The Urban Homestead : Your Guide to Self-Sufficient Living in the Heart of the City Author: Visit Amazon's Kelly Coyne Page | Language: English | ISBN:
1934170100 | Format: PDF
The Urban Homestead : Your Guide to Self-Sufficient Living in the Heart of the City Description
About the Author
Kelly Coyne and Erik Knutzen are creators of the blog Root Simple, a green living and self-reliance resource for homesteaders, urban and otherwise. They live in Los Angeles. They live in Los Angeles.
- Series: Process Self-reliance Series
- Paperback: 360 pages
- Publisher: Process; Revised Edition edition (June 1, 2010)
- Language: English
- ISBN-10: 1934170100
- ISBN-13: 978-1934170106
- Product Dimensions: 9 x 6 x 1 inches
- Shipping Weight: 1.2 pounds (View shipping rates and policies)
I've read various books on self-sufficiency in the past ten years, but this one is different. First, it doesn't tell you how to recreate a 19th-century homestead, which is beginning to seem to me like another version of faux chateaux, but which also is not going to work very well if it is not surrounded by other 19th-century homesteads. And it doesn't describe what you can do "some day" when you get your five acres and independence. Instead, it focuses on what you can do right now in your own city to become more self-sufficient and sustainable. That makes it unique.
The reviewer who said that this is not a compendium of how-tos is right. It is more of an idea book, although there are many references to sources of detailed info about, for instance, raising ducks. But the problem with other self-sufficiency books I have run across is precisely that they are NOT idea books--that they become absorbed with one particular way of growing food, for instance, or one particular way of heating your (19th-century farm) house. There is nothing about woodstoves or woodlots in here.
This is the first book on self-sufficiency I have seen that directly addresses the fear that underlies the desire many people have to become more independent of the economy--the fear of some apocalypse, social collapse, disaster, etc., which they here dub "when the zombies come." I loved that they use humor to address that fear.
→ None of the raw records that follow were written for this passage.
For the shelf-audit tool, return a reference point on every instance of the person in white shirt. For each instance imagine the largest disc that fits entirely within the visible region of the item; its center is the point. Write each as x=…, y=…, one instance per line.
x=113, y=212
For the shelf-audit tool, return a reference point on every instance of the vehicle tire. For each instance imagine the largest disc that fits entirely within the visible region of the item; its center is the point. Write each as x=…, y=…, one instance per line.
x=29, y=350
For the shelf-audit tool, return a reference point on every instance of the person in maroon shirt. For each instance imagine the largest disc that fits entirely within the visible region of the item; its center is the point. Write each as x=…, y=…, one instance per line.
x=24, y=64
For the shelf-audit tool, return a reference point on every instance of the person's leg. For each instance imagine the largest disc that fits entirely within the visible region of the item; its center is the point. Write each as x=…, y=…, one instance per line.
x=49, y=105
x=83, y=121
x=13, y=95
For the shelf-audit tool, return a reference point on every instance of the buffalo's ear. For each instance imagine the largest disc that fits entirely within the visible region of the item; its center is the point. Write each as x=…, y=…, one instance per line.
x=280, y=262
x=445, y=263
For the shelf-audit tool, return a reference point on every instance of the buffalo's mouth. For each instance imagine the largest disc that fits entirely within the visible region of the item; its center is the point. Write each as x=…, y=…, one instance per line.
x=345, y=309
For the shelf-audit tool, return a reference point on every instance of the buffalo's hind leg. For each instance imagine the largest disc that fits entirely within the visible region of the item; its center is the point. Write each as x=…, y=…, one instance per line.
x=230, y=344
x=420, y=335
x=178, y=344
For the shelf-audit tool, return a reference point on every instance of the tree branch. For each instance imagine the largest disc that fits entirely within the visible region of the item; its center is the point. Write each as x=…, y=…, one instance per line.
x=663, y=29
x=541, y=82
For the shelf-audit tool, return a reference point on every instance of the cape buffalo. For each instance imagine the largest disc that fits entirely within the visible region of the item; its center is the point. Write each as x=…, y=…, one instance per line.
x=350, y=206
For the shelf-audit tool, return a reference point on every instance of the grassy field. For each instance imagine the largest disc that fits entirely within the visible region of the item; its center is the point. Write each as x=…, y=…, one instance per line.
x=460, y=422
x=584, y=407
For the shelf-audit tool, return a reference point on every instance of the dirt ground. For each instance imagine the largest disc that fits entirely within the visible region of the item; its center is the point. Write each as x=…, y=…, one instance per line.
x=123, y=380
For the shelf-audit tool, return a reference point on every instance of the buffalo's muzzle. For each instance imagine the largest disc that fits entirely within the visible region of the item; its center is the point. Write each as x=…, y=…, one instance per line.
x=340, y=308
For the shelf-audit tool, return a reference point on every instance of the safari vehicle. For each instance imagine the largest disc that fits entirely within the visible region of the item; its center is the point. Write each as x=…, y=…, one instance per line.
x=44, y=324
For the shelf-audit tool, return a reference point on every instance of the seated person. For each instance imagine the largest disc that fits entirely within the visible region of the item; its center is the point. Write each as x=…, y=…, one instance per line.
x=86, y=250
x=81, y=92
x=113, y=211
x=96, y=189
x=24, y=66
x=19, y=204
There is a LOT of humor in this book; it's almost worth reading just for that.
Other books on self-sufficiency focus on being isolated and seeing other people as the enemy. I read one that recommended you get a house in a dip that no one can see from the road. They'll tell you how much ammunition to squirrel away with your self-heating lasagne rations.
I was so excited to receive this book-- as someone who has had some experience farming and who hopes to continue in the future BUT who will be living in a city for the foreseeable future, I couldn't wait to get my hands on my guide to sustainable homesteading in the city.
While this book is full of great concepts, it fails to deliver on the instruction side of things. This is not a Guide Book as the cover proclaims-- it is an Ideas book. The authors suggest planting fruit trees in your yard, and to save space, prune them into "an espalier". How do you do that? The authors kindly refer you to another book.
I understand that covering all the skills involved in Urban Homesteading in-depth would require a tome many times the length of this paperback. But an Urban Wild Edibles section with no pictures? Seriously?
This is a great tool for people who haven't gardened before and who have the motivation to seek out the actual technique elsewhere. But this is nowhere close to a guidebook, and most of the sections were wildly uninspiring, under-explained, and uninformative. If you had the foresight to seek out this book, you can probably figure out on your own that you can bake bread even in the city (!), red lettuce and green lettuce look pretty together in your garden, and composting may help reduce some of your soil woes.
To be fair, the cooking section and home cleaning supplies section, while not very enlightening in terms of ideas, has a slightly more complete informative style.